Back pain can come in various forms, from a dull ache to sharp pain, and has a lot of possible causes. Some back pain is caused by sprains, fractures, or other injuries, or it can come from a medical condition, such as arthritis or spinal stenosis. Some people experience back pain due to a sedentary lifestyle or being overweight.
Most lower back pain will get better on its own within a few days or weeks, and surgery is rarely needed. Lots of self-help strategies can be very effective at managing and preventing back pain, although sometimes, you might need help from a doctor or chiropractor.
Get More Excercise
If your back hurts, you might think it’s better to limit exercise and rest. A day or two of rest can help, but more than that might not be good for you. Regular physical activity helps to ease inflammation and muscle tension.
Watch Your Weight
Carrying extra weight, especially around your middle, can make your back pain worse by shifting your center of gravity and putting more strain on your lower back. Stay within about ten pounds of your ideal weight to control back pain.
Smoking restricts the flow of blood, which contains nutrients, to your spinal discs, so smokers can be extra vulnerable to back pain.
Change Your Sleeping Position
Your doctor can advise you on the best sleeping position to avoid back pain. A common suggestion is on your side with your knees slightly pulled up towards your chest. If you like t sleep on your back, put a pillow under your knees and another under your lower back. Sleeping on your stomach isn’t advised for back pain sufferers, but if you really can’t get comfortable any other way, put a pillow under your hips.

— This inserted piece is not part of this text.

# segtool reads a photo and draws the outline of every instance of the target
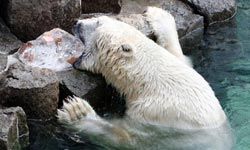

Pay Attention To Your Posture
The best chair for avoiding back pain is one that has a straight back or low-back support. Keep your knees a little higher than your hips. Prop your feet on a stool if you have to. If you’re going to be standing for a long time, hold your head up and pull your stomach in. If you can, rest one foot on a stool and switch feet every few minutes.
Be Careful How You Lift
Never bend from the waist to lift heavy objects. Bend your knees and squat, pulling in your stomach muscle and holding the object close to you as you stand back up. Avoid twisting your body as you lift. Push than rather pull heavy objects if you can, as this is easier on the back.
Avoid High Heels
Heels shift your center of gravity and put a strain on your lower back. If you’re going to wear heels, stick to one inch of height. If you have to wear a higher shoe, being some low-heeled shoes with you and change if you start to feel uncomfortable.